The Heather Zone - 2700-3600 m (8858 – 11,811 ft)

Kilimanjaro vegetation

Higher up Kilimanjaro becomes too cold and dry for trees to grow and the forest zones ends. It is here where the heather zone begins. It takes its name from the giant Heather trees, Erica orborea,which dominates large areas.

The Heather zone is also dominated by shrubs like:

Hyericum revolutum This plant can grow up to 5 m (16 ft) tall and has large yellow, open cup-shaped flowers. This plant is related to St John's Wort, a well known English garden plant.

Adenocarpus manni – a member of the pea family that thrives in high altitudes.

Protea kilimanscharica – a very distinctive plant with a large ball-shaped cream or yellow flowers and stiff leather evergreen leaves. Many types of proteas grow in South Africa where it is their National emblem.

Leonotis mollissima – aka the lion's paw, is a tall shrub with flowery spikes.

There are sunbirds in this zone and species seen include Eastern Double-Collared Sunbirds and Malachite Sunbirds.

The Moorland Zone - 3600 – 4200 m (11,811 – 13,780 ft)

The moorland zone has grassy base from which emerge the extraordinary giant lobelias and senecios. These giant plants are unique to East Africa and they can be seen only on Mount Kenya, The Aberdares, Rwenzori and Mt. Kilimanjaro.

The four-striped mouse (striped back) and the mole rat (plain gray brown) are commonly seen and form the majority of the diet for leopards, civets and serval cats whose fur-filled droppings can be seen beside the trails.
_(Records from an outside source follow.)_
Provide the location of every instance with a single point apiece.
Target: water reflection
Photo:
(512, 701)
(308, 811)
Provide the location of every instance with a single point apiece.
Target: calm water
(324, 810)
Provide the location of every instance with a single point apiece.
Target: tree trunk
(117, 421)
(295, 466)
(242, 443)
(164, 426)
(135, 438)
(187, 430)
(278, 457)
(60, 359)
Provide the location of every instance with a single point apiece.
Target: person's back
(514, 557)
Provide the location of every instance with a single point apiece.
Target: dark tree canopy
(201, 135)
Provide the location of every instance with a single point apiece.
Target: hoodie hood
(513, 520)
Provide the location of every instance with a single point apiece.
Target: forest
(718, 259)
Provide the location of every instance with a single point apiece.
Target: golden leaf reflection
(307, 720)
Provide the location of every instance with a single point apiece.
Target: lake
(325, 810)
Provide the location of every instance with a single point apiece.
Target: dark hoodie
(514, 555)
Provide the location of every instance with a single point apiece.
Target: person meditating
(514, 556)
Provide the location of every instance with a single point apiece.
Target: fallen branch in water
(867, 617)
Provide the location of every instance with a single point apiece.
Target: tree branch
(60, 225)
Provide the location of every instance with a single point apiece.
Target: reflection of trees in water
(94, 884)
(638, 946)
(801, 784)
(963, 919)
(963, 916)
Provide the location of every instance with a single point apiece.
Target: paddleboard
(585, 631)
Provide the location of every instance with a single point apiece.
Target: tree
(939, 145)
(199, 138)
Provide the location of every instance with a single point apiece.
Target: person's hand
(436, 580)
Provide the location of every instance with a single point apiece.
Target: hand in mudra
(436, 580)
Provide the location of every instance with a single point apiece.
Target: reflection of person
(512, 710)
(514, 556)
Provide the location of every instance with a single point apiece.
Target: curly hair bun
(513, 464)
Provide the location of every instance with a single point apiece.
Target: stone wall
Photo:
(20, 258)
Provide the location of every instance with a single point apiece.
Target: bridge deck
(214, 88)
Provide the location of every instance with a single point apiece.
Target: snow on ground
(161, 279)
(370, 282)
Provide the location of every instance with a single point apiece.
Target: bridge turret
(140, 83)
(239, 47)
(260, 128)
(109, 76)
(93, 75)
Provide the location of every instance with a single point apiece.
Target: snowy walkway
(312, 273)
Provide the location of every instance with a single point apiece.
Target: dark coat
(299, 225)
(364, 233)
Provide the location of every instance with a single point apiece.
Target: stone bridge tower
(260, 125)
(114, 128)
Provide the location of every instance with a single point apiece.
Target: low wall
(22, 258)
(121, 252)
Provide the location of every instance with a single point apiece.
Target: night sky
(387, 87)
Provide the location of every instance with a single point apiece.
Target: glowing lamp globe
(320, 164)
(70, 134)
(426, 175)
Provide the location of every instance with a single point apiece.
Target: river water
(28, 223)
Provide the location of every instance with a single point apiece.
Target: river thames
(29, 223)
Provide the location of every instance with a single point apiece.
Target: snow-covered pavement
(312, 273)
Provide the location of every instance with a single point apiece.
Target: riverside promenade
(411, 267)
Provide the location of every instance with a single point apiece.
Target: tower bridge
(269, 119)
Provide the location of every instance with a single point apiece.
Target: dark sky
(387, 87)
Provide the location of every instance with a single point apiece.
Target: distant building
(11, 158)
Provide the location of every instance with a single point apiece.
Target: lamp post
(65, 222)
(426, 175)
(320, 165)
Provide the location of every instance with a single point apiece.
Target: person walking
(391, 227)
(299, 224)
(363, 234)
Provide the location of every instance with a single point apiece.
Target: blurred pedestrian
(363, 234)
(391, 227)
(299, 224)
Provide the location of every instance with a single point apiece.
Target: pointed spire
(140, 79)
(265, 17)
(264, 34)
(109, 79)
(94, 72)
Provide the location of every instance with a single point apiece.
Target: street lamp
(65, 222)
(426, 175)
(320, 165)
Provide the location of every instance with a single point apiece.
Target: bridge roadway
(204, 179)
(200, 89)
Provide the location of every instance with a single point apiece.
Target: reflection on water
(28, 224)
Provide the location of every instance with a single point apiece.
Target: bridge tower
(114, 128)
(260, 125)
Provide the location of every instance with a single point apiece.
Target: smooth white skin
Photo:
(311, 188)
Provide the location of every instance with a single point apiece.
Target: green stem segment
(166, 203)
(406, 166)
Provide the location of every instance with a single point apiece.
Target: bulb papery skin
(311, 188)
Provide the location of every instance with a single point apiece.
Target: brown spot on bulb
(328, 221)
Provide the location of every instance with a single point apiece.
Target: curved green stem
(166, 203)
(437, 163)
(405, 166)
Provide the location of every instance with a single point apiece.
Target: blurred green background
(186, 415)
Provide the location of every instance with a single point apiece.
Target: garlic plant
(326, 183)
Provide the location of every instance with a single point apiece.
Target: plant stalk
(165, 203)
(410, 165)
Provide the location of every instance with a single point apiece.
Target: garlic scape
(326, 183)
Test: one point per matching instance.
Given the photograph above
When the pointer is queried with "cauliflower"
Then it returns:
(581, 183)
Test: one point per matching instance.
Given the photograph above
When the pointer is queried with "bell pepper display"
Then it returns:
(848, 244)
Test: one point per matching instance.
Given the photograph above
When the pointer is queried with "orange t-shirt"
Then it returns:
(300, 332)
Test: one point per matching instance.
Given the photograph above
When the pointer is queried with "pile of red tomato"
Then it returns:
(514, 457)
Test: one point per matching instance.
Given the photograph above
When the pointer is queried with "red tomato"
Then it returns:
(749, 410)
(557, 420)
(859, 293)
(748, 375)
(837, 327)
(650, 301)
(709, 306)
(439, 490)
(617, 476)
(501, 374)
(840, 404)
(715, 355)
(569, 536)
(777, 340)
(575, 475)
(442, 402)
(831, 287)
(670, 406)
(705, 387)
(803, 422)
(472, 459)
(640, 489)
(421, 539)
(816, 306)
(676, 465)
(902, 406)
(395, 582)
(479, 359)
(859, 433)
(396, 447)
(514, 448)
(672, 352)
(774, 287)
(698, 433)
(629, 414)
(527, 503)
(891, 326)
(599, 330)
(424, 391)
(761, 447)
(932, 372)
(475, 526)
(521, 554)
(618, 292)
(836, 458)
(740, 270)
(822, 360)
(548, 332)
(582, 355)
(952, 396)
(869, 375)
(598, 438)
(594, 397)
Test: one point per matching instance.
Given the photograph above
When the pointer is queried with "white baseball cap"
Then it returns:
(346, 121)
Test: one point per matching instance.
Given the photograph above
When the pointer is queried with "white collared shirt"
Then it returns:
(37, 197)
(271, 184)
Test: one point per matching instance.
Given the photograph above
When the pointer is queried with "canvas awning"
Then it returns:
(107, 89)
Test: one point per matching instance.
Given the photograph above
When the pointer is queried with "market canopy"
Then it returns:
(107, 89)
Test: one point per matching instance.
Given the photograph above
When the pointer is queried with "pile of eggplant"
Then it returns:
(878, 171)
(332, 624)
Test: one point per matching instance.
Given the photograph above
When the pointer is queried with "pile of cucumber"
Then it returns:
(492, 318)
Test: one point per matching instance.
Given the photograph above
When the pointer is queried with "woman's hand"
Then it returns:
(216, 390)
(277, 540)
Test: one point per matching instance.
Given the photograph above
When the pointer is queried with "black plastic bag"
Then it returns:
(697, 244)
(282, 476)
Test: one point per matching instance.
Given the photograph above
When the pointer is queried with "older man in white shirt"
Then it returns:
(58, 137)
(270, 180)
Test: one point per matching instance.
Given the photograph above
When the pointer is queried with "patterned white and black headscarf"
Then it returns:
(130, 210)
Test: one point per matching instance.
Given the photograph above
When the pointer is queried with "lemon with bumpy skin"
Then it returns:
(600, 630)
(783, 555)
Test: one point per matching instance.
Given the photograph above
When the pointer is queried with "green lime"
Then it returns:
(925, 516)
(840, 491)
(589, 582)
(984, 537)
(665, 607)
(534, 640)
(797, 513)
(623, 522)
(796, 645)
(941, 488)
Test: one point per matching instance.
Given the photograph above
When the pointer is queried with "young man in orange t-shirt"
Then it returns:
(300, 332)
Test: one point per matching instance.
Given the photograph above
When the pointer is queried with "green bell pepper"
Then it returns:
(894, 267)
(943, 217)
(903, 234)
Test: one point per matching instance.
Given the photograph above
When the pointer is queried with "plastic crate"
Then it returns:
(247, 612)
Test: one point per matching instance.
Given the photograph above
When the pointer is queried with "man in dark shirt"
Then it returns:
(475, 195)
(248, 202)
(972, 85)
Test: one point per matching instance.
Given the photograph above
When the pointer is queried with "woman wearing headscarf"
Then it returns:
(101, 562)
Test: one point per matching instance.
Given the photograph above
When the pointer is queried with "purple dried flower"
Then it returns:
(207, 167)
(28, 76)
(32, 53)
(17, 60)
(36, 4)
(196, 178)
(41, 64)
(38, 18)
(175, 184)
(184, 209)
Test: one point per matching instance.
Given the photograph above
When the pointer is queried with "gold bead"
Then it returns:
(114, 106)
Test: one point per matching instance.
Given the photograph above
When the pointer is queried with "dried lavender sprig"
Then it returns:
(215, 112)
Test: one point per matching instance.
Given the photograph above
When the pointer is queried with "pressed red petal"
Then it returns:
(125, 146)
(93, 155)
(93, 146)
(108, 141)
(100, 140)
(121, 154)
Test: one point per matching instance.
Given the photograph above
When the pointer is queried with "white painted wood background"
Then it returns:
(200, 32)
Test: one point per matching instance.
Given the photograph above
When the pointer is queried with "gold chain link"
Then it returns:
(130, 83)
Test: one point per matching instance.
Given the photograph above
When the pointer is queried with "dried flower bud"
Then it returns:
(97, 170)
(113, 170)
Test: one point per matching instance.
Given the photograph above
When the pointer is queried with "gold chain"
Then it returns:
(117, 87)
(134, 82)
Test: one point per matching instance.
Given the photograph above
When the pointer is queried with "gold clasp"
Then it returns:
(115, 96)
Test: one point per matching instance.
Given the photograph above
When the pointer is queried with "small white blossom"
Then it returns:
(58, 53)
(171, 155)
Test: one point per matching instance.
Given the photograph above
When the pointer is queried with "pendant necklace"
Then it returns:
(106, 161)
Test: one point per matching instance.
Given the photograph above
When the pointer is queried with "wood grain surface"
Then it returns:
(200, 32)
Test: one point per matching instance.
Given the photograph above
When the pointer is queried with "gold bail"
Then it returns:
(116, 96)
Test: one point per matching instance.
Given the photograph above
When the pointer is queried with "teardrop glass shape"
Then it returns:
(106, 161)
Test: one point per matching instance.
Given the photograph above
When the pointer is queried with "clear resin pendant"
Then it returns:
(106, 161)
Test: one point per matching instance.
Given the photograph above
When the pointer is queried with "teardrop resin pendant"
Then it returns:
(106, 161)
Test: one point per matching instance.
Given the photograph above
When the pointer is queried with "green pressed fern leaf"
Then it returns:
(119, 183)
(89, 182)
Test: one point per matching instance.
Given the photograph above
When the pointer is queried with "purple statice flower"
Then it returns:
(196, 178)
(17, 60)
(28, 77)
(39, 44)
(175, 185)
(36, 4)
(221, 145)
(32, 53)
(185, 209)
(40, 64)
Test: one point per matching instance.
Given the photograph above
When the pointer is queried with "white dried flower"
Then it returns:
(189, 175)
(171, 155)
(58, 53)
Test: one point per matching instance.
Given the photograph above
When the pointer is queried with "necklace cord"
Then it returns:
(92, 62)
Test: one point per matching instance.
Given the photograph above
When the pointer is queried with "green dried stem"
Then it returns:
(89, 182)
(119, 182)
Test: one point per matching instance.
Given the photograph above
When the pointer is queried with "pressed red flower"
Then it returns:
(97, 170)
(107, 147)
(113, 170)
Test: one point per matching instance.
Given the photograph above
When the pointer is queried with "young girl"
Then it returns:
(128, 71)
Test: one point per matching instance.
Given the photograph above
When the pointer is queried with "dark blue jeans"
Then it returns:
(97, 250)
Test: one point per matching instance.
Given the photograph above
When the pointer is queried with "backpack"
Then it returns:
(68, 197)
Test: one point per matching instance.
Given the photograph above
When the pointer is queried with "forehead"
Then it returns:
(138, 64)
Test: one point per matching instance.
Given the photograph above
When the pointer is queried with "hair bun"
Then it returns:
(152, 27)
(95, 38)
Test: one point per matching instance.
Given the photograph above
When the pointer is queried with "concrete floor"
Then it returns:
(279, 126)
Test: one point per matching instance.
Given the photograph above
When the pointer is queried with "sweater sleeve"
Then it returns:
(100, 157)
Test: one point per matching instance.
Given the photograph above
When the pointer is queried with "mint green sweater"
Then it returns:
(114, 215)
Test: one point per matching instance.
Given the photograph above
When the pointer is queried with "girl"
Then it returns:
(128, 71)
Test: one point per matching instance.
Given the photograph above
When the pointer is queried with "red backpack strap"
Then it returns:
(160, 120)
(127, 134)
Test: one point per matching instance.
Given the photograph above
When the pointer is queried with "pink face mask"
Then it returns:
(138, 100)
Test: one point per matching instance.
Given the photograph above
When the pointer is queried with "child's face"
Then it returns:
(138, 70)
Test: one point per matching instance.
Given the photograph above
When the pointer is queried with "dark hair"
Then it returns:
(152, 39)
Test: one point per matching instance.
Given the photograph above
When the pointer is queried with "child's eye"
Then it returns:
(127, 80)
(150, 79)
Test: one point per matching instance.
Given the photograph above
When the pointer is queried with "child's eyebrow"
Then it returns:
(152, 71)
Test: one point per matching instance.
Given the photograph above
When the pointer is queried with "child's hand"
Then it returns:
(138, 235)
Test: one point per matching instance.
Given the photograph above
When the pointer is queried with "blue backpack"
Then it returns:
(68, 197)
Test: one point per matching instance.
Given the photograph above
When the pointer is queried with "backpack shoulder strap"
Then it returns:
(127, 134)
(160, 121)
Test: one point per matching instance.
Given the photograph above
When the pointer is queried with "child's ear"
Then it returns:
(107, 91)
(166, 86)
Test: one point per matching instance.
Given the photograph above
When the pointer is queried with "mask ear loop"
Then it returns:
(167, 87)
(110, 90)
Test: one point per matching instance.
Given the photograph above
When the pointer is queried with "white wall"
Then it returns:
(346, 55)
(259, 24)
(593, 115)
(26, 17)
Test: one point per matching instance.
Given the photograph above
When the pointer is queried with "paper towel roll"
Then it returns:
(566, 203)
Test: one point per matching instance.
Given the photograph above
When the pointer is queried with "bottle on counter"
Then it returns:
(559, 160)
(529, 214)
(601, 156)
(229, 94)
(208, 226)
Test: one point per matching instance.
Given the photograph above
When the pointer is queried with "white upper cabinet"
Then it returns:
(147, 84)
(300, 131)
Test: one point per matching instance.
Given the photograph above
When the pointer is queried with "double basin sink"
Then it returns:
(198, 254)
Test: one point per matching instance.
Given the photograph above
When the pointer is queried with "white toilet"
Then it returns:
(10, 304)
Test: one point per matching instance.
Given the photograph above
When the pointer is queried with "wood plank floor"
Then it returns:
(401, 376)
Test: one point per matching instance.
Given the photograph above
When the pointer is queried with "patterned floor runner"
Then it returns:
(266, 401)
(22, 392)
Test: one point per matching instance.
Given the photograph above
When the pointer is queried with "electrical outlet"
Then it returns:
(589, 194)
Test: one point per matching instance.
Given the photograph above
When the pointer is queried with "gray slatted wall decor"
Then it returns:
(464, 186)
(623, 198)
The Alpine Zone - 4200+ m (13,780 ft and above)

Kilimanjaro

The alpine zone experiences dramatic variations in temperature between day and night. Night often get below freezing and days can see ground temperatures reach over 40 C (104 F). Water is very limited with annual precipitation around 125 mm (4.92 inches) per year. No large animals live here but buffalos, lions, leopards and eland occasionally visit the zone. Larger birds regularly visit the moorland and alpine zones to find food. These birds include: augur buzzards, crowned eagle, mountain buzzards and white necked raven.